You need a minimum of three chisels for most DIY jobs, but a set of six to eight will mean you will never come across a chisel-requiring job that you can’t do. Most of the time, you will use the “medium” sizes, but occasionally the “small” is required – for cutting the mortice for window fasteners for example, and maybe the “large” for larger mortices or splitting batten to make wedges and packers. More than eight chisels though, and you’ll find there will be some you never use. The next crucial decision when choosing a set, relates to sharpening. Chisels are no good without sharpening, and so you do need an oilstone of some nature (these range massively in price, but to be honest, I find the cheap ones work for me – if you’re making dovetail joints every day – different story). Therefore my advice is always buy a set that comes with an oilstone, and crucially a honing guide. You simply clamp your chisel in the guide which provides the ideal angle for honing your chisel on the oilstone. Some pros will scoff at these guides, but trust me, life for the non-pro joiner/carpenter is made very easy with these little pieces of kit.

Choosing your set

My choice is based on all the above and also one final point about the set. Again, much like my wooden handle ramblings, this is based on my experience.

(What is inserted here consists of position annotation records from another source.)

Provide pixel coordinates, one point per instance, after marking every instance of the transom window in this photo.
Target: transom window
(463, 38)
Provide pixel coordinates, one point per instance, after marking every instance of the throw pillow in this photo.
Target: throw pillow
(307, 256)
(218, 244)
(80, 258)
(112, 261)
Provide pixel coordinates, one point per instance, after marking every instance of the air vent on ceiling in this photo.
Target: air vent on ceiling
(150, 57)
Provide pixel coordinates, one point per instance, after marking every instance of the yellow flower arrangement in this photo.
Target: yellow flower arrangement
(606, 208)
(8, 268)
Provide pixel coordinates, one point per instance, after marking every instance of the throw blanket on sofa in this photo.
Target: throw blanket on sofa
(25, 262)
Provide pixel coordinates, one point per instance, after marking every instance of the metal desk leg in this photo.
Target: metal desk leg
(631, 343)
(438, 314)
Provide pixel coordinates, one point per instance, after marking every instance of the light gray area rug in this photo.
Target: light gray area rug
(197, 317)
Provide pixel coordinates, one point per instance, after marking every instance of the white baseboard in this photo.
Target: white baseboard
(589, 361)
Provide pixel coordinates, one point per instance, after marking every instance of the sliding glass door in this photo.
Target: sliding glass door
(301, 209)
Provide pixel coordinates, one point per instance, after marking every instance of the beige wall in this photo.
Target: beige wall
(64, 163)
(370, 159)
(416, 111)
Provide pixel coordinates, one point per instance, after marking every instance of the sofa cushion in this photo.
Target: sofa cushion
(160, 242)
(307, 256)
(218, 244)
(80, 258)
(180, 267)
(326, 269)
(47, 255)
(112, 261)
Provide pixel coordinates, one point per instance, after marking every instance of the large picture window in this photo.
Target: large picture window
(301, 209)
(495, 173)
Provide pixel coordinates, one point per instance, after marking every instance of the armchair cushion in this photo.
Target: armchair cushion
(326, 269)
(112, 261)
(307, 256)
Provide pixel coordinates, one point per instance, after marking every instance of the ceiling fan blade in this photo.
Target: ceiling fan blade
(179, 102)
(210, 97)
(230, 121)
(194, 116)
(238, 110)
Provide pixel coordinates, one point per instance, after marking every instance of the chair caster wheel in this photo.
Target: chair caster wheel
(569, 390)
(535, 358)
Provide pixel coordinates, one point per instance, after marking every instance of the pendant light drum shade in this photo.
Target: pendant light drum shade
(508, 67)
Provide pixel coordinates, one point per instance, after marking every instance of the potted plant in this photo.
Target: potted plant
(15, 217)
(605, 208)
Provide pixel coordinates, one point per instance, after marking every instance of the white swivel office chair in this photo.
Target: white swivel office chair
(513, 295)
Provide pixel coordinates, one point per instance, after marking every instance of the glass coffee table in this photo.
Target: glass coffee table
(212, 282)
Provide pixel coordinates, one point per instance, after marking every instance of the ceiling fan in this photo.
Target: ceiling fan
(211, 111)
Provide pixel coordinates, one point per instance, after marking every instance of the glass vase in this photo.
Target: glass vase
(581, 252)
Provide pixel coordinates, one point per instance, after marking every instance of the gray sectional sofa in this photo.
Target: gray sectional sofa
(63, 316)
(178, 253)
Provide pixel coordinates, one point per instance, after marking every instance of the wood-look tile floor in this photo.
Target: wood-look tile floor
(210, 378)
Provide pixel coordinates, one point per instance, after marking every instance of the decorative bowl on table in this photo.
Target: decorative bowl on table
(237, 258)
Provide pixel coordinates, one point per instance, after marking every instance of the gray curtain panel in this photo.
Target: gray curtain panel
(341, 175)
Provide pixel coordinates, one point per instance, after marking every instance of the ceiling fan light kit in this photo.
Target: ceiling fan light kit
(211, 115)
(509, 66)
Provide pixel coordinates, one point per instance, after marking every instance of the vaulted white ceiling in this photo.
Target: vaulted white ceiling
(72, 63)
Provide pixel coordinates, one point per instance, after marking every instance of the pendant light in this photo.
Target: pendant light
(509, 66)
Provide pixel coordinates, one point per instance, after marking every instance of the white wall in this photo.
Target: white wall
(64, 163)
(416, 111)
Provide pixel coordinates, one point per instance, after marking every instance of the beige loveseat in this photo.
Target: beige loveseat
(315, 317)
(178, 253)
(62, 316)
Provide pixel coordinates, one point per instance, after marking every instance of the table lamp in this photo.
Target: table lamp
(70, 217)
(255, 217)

  1. If you buy chisels singly, or in sets that don’t come in a “roll”, box, or own custom made carrier, you toss them in your toolbox where the blades get damaged, and you also become overwhelmingly tempted to use them for opening paint cans. Ultimately they have a short life.
  2. If you buy chisels in a “roll”, box, or carrier, and make sure they are always returned after use, so they are never used for any job they are not designed for…….ultimately you will find they have an incredibly long life.
Best chisel set

Bahco 6 piece chisel set – my favourite, but shame it doesn’t come with an oilstone and honing guide!

Therefore following this criteria, and the fact that in my view, in terms of quality there are two or three options that stand out from the crowd, I find the choice comes down to a decision between Marples and Bahco chisels. In the end though, the Bahcos win because I find they just feel so comfortable in the hand. To my utter and complete annoyance, I don’t think you can buy the fantastic Bahco set (pictured right and available on Amazon)in an all-in-one box with honing guide and oilstone (you used to be able to, because I’ve got one), so you will have to buy the guide and stone separately.

My only other suggestion would be, especially if you are on a budget, is this excellent set from Draper, which includes an oilstone and guide – perfect. I must admit, personally I don’t associate Draper with a chisel set I would buy, but having checked these out, and noted the Amazon reviews, I don’t think you’ll go too far wrong with them.